My job requires plenty of social interaction, a task I've found unbearable in previous hangovers and the reason I curb or entirely avoid drinking on nights before work duties. I actually can't recall my last hangover.

I awake feeling tired, with a slight inflammation in my head, nothing to justify Advil. At Revolution Bakery, the place of the interview, I note my condition as "groggy, thirsty" and found the noisy music and morning light objectionable. After the interview I steal 40 winks. Despite the nap, I feel slightly sluggish for the rest of the day, yet not incapacitated or surly as I would have expected.

I speculate whether I'd eaten too much to produce a mean hangover—eggs and hash browns for supper, followed by potato skins at the bar, more hash browns at home with cheese, then, according to a photograph, a Fudgesicle dipped in maple syrup, which I washed down with a glass of water before bed.

Yet, if it did work, I ponder: Is a hangover cure an encouraging development for the world, particularly New Mexico, known for its high rates of alcoholism?

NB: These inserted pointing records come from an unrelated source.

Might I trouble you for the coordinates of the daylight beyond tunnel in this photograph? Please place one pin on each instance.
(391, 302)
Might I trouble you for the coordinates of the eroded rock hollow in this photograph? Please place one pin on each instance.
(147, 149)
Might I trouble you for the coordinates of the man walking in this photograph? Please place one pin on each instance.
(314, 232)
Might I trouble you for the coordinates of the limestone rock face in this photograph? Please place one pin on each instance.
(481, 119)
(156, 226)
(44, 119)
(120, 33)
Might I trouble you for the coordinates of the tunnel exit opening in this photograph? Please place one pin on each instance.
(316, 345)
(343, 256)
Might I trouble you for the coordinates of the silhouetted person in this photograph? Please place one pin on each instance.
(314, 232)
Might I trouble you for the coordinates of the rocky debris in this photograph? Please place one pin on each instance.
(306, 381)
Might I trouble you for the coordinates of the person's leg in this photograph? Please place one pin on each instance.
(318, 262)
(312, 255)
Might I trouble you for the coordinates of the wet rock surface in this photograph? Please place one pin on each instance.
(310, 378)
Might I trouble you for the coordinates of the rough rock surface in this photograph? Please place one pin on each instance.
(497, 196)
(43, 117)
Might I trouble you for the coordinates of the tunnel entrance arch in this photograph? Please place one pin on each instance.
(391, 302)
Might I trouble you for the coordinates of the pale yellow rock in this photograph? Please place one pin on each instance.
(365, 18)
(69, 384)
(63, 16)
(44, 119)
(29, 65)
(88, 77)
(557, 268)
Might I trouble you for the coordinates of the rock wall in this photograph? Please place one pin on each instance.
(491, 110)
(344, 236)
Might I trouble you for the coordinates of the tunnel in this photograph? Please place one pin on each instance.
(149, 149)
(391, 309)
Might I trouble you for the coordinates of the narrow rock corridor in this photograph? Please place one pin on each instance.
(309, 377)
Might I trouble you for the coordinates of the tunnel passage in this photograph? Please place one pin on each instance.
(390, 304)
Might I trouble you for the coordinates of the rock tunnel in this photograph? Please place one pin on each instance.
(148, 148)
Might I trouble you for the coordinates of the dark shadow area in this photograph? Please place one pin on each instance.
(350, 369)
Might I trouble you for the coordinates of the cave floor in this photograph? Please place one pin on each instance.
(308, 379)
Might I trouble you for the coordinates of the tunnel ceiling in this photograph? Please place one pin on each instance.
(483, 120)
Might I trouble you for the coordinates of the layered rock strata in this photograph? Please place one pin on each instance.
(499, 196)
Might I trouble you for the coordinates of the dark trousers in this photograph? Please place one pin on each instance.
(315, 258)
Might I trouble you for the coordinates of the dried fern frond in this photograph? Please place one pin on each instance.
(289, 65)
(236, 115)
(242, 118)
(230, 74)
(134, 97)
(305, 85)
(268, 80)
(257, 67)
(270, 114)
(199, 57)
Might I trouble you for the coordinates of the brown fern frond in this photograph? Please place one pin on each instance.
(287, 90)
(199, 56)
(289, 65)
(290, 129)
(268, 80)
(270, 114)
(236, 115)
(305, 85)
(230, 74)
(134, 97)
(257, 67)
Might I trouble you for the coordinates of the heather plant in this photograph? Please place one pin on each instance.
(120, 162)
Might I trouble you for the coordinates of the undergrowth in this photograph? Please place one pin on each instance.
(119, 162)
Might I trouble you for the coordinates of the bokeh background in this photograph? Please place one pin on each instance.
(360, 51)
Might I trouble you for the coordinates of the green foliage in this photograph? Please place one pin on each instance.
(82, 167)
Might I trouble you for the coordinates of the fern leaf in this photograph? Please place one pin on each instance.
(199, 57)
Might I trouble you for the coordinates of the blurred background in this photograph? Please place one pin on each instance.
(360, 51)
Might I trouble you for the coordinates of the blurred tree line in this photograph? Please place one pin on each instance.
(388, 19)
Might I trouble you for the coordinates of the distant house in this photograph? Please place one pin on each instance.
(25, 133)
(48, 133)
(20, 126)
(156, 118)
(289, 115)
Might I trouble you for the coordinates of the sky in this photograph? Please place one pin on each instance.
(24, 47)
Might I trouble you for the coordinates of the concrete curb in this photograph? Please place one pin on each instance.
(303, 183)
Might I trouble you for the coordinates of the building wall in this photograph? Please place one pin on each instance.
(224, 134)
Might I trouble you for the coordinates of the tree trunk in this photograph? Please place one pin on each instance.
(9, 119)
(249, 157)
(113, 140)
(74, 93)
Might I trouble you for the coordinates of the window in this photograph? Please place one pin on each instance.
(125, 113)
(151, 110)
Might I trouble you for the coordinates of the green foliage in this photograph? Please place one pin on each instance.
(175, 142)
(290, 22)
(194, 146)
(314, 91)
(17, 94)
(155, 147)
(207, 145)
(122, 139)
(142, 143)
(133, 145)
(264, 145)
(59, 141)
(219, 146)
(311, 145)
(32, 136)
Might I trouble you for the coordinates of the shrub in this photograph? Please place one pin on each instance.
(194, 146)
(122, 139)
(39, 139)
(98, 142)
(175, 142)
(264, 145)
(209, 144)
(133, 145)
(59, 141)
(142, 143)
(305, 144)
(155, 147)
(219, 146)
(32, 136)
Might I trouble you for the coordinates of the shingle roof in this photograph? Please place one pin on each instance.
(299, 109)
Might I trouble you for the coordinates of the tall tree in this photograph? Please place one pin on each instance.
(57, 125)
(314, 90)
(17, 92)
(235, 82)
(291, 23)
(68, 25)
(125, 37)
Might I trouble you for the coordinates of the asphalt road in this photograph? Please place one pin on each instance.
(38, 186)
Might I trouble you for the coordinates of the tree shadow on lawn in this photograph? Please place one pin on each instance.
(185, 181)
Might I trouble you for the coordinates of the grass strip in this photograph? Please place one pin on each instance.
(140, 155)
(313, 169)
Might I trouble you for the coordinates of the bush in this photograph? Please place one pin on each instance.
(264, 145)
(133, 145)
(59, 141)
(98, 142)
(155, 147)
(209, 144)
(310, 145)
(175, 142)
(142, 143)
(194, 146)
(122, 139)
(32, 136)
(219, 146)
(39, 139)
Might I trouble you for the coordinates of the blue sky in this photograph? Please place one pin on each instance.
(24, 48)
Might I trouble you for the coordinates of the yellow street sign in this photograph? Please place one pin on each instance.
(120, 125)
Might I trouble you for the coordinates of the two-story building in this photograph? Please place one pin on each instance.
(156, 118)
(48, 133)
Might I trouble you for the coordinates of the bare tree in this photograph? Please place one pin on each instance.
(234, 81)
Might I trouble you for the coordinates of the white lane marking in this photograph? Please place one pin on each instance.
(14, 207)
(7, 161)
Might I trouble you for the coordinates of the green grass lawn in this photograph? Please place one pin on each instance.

Do we really need to strip away the consequences from drinking, possibly incentivizing more of it?

Joe Maloof has a take on that.

"If you're going to drink—and of course you have to drink responsibly—this helps you drink responsibly," he says, "because the ingredients help you the next day. So I think it's a great thing for the industry. I look at it in a positive way."

Maloof swears by the potion's taste and nutritional value. He says he drinks three bottles per day for the vitamin content alone, contending that it's also gaining popularity among bodybuilders. "The one thing great about the product is that everything that's in it is good for you," he says, adding later, "A little baby could drink it."

Late comedian Phyllis Diller sums it up best.

"Health," she's quoted as saying, "what my friends are always drinking to before they fall down."